«Il cinema finisce sempre per raccontare le stesse cose ma noi continuiamo ad andarci perchè speriamo nella sorpresa». Così recita la voce di Silvio Orlando, guida ed anello di congiunzione tra la quotidianità torinese della Falchera e la realtà surreale dominata dalla Mole Antonelliana, e nessuna citazione sembra essere più appropriata per rendere palpabile l’atmosfera di profonda suggestione onirica offerta dall’ultimo film di Davide Ferrario. Una sorpresa che certo non si annida all’interno degli escamotage narrativi, quanto tra le sfumature del linguaggio o, per essere più precisi, di un esplicativo silenzio. Dopo mezzanotte nasce dalla rara capacità di ascoltare ed assecondare sensazioni e intuizioni, dalla necessità di comunicare e narrare un universo all’interno del quale il sentimento è ben lontano dall’essere didascalico e il cinema si trasforma in pura visione ed immagine, dimentico di nomi e citazioni. Ed è in base a questi principi che ci si può impadronire dell’eterno triangolo amoroso, spogliandolo di quel travolgimento di passioni e tormenti di cui la macchina film è fin troppo colma, per arricchirlo di un’ingenua goffagine prendendo in prestito atmosfere ed intrecci con chiari riferimenti alla Nouvelle Vague senza cadere nel celebrativo.

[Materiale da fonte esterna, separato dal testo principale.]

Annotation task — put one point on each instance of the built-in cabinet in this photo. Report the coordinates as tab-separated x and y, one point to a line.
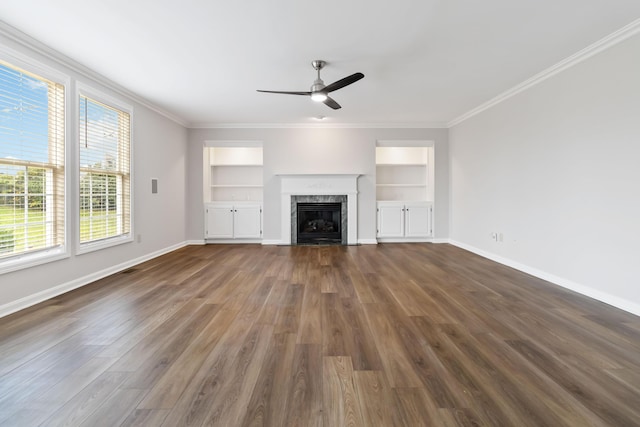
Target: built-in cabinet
241	220
404	192
410	220
233	193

Ferrerio si permette il lusso di narrare una passione alla Jules et Jim ma lo fa con un tale silenzio ammantato d’onestà da evitare qualsiasi stucchevole ed improbabile tentativo d’emulazione. Allo stesso modo si avvicina al bianco e nero, regalando a Giorgio Pasotti il non semplice compito di vestire i muti, eppur espressivi, panni di un amore alla Buster Keaton fatto di grandi capitomboli e di un finale dal tenero romanticismo. Un tentativo di rappresentare due tra gli elementi di maggior coinvolgimento e discussione, cinema ed amore, all’interno di una Torino sempre in bilico tra realtà e fantasia denudandoli di enfatizzazioni e false suggestioni, giocando su una sottrazione dell’eccesso per permettere all’essenza di apparire al di sopra delle apparenze e delle citazioni. Un’ atmosfera mantenuta regolarmente sulla linea guasi del non-rumore, una recitazione, quella richiesta a Francesca Inaudi, Fabio Troiano e Giorgio Pasotti, basata più sull’espressione corporea che su quella linguistica, quasi per condurci, nuovamente, verso una condizione d’origine in cui l’amore è semplicemente il sentimento destinato a complicare le nostre esistenze ed il cinema ritorna ad essere quella lanterna magica pronta ad illuminare tutte le storie che sentono il bisogno di essere narrate. Un film, quello di Ferrario, che ti rimette in pace con un mondo produttivo non sempre benevolo, che ti aiutano a comprendere come l’avanzata tecnica del digitale non rappresenti solo l’effetto speciale e che il cinema, tornato ad essere espressione artistica, sia destinato a non esaurirsi mai.